Cobbs Lake Creek (oil on canvas 5 x 7 in.)

11 October finds me sitting on the edge of an old railway embankment, which is now the "Prescott & Russell Recreational Trail", painting Cobbs Lake Creek. I seldom see a view so distant. The South Nation watershed is full of distant views. In some the soybean fields look like they go on forever. The creek's shadowed western bank shows dark, far into the distance, all the way to the autumn colours of trees near the horizon. Above them I paint the bright blue of hills on the Quebec side of the Ottawa River.
The creek is broad and flat, with dark reddish stands of Giant Ragweed tapering down into the creek bed from its banks like glacial moraines. Blond tassels of Phragmites reed catch the late afternoon sun, and a little farther toward the centre of the creek bed, a stand of cattails glows yellow as its leaves lose their summer green. Water glimmers in wet patches among the autumn-faded grasses in the creek bed. A ribbon of rushes, still green, mark what remains of the central channel.
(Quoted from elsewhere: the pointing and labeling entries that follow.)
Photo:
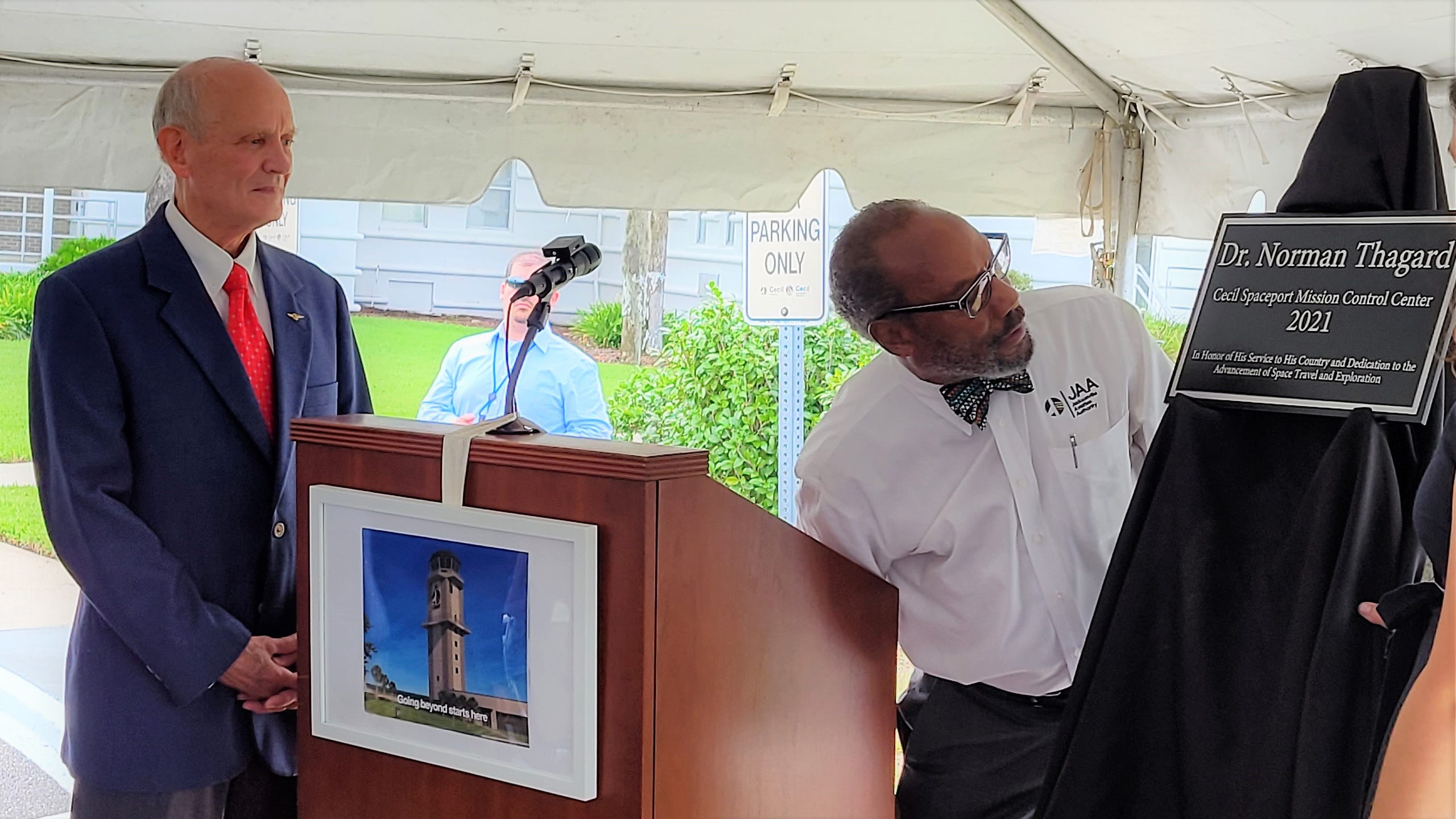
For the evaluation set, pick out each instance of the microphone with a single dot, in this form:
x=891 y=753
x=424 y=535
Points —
x=567 y=257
This land is so flat that during spring thaw it becomes a lake, covering several square kilometres of fields, only criss-crossed by roads and this railway bed. On the tour this was pointed out to us as the place that has the most extreme flooding in the South Nation drainage. The view from this spot every March is "Cobbs Lake", with all the vegetation submerged, waiting patiently for weeks until the spring floodwater finally runs off the clay that supports this rich agricultural landscape.
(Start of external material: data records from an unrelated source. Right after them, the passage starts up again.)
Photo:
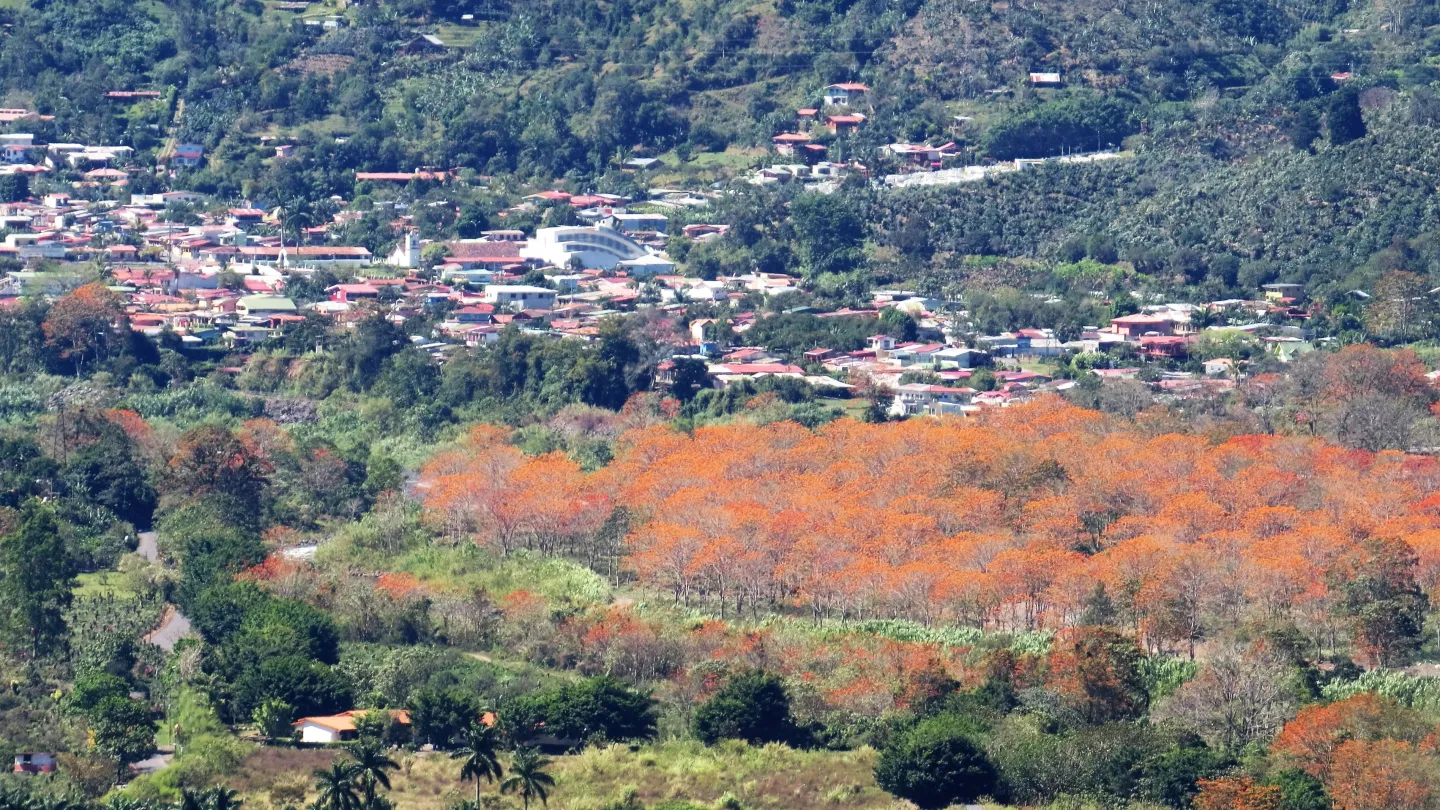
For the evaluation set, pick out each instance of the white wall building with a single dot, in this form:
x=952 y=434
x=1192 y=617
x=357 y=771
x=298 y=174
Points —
x=599 y=247
x=520 y=297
A perky Song Sparrow, all stripy with a black spot on its breast hops from twig to twig on a leafless Ash tree that stretches its branches across my scene. A breeze blows chill at my back as the sun sets and I pack up my paints and return along the old railroad bed toward the highway. As Marigold and I cross the old railway bridge my eye is caught by the motion of a swimming Muskrat. Then it notices me and ducks beneath the surface, its dark shape briefly discernible in the milky brown water that never completely drops its suspended clay.

The next day Fred went out to identify the plants in my landscape, and determined that this stand of Phragmites is the native kind, unlike most others that are spreading along the ditches in this area.